Lab Reflection
1a.) Questions:
- How has the United States military influenced the lifestyle of undergraduate students at the University of Illinois at Urbana-Champaign?
- What impact has the United States federal government made on the University of Illinois at Urbana-Champaign?
In order to answer these questions, I will use the University of Illinois at Urbana-Champaign digital library. The digital library will allow me to access important documents related to my question while maintaining the social distancing recommended by the CDC. I will use terms such as “war”, “military”, “military service”, and “World War I” to collect this data.
1b.) 4 Screenshots:

Source: https://digital.library.illinois.edu/items/b7892ff0-7ee5-0135-017e-0050569601ca-d

Source: https://archon.library.illinois.edu/index.php?p=digitallibrary/digitalcontent&id=11064

Source: https://archon.library.illinois.edu/index.php?p=digitallibrary/digitalcontent&id=6064

Source: https://archon.library.illinois.edu/index.php?p=digitallibrary/digitalcontent&id=993
1c.) Line of Inquiry
To answer this question, I will continue to research through these databases. I will also look into interviewing my fellow undergraduates who are currently in ROTC and other military programs at the University of Illinois at Urbana-Champaign.

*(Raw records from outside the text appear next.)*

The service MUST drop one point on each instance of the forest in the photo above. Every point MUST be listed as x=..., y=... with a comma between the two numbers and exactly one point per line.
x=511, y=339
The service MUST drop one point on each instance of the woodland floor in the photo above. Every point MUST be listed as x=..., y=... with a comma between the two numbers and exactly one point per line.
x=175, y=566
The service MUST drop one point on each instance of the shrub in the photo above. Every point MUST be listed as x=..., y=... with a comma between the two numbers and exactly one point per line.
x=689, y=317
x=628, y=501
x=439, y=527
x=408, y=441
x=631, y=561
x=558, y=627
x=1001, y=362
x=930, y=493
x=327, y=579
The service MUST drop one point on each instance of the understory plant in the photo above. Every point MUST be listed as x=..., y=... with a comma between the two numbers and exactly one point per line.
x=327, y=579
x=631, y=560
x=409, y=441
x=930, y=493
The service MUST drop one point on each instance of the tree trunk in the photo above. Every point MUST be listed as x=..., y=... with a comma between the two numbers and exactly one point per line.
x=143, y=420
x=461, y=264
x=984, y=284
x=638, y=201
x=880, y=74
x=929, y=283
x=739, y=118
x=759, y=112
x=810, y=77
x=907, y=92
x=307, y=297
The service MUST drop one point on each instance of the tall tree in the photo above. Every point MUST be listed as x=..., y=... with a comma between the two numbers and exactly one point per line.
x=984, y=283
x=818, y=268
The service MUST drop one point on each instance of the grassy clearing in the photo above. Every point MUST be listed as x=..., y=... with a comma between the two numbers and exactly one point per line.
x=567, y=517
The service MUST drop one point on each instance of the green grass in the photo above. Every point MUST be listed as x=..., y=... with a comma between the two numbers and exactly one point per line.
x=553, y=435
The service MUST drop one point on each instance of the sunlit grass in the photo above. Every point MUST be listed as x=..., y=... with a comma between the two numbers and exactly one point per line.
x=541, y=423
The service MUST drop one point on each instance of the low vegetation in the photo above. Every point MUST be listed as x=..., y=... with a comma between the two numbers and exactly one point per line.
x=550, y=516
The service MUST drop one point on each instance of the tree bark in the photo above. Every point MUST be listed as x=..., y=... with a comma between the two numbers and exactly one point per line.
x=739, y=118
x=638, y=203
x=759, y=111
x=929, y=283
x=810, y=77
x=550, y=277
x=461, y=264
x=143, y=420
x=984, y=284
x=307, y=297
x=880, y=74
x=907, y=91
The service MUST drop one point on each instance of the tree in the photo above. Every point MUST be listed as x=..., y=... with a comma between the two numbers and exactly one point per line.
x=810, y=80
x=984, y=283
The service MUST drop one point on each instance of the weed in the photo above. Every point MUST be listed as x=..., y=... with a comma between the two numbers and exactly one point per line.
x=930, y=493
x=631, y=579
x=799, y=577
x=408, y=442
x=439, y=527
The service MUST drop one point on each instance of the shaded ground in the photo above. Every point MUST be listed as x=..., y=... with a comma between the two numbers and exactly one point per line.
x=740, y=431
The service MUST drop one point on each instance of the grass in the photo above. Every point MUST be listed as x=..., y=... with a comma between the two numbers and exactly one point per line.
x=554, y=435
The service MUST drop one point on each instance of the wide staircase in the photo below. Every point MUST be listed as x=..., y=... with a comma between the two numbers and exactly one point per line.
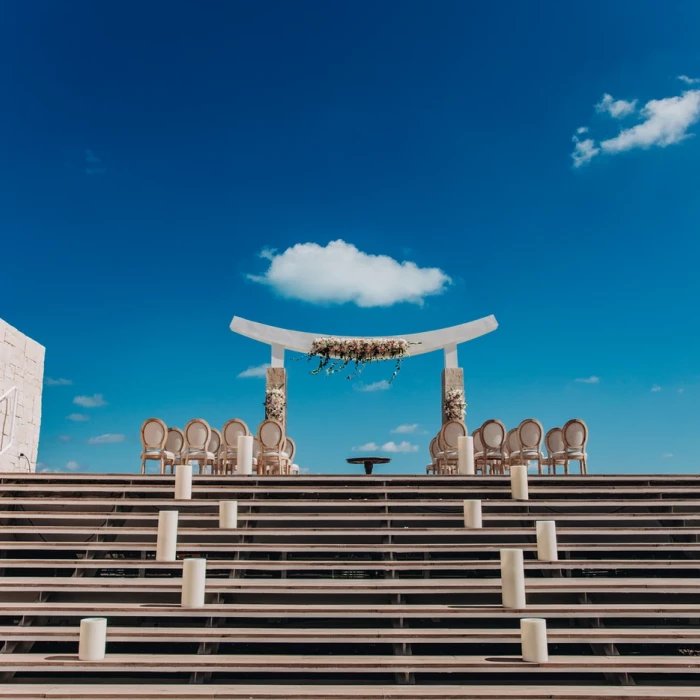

I could also collect data from undergraduates at ROTC.
Reading Response
Andrew Yang discusses the term “normal” in these chapters as the average. However, this term could be interpreted differently depending on the person. He felt embarrassed about his struggles and setbacks when he heard about the struggles of his Uber driver. For the first example of data, Andrew Yang uses information about the educational attainment of people in the United States. The source of this information was provided by the U.S. Census Bureau. He organizes the data by gender and race. This creates a divide in averages in men and women. There is also a divide in education among Whites, Blacks, Asians, and Hispanics. Andrew continues the divisions in education by organizing the incomes by education attainment. These education attainments show a divide in income among Americans.
The next set of data and statistics that Andrew Yang discusses is the largest occupational groups in the United States. The total number of workers in the United States is around 140 million according to the Bureau of Labor Statistics. He uses another source from the government which promotes the credibility of the data that he is presenting. Andrew Yang assumes that retail workers don’t have degrees. There is some truth to this claim, however, there is no direct statistic regarding the actual educational attainment. Another problem with this retail section is his manipulation of data. Mr. Yang uses the average salary of retail workers which is $22,900. He then uses the median age of the workers which is 39 years old. I do not have the average age of retail workers but the data would not be as alarming to readers if the average had a lower age then the median. He used the median data to emphasize the divide among working-class Americans.
The third piece of data and statistics discusses truck drivers in the United States. Mr. Yang states that truck driving is the most popular job in 29 of the 50 states. He then discusses the growing automatization of trucks. Andrew Yang that labor costs and fewer accidents would destroy this job market. He also explains that Elon Musk’s Teslas are self-driving. From my experience riding in a Tesla, the self-driving is not complete by itself. Sometimes the automation could turn off and require the driver to take control of the car. This could create the argument that self-driving trucks and cars are more dangerous than the current vehicles we drive today. However, the trial and error that comes with automation could make self-driving cars inevitable. Overall, Andrew Yang sums up the potential decline of truck drivers in the United States.
Hi Goose, I think you wrote an excellent post. I think that using the digital library in reference to your questions about the military and the University of Illinois will benefit you a lot. Additionally, Yang’s first set of data in your reading response relates to mine on how he organizes data by race and gender. To add to your point, the unequal distribution can be clearly seen after observing the different percentages of incomes between the different races and genders of Americans provided by the U.S Census Bureau.
Great to hear about how you pointed out that the average could be lower than the median, due to it being skewed left. I hadn’t thought about the statistics so rigorously as that. I thought it was interesting that you specifically pointed out the Uber driver story — I feel like what’s instrumental to the success of his points is how he sets them up by appealing to the pathos of his readers beforehand with stories like that that further show the difference in lives.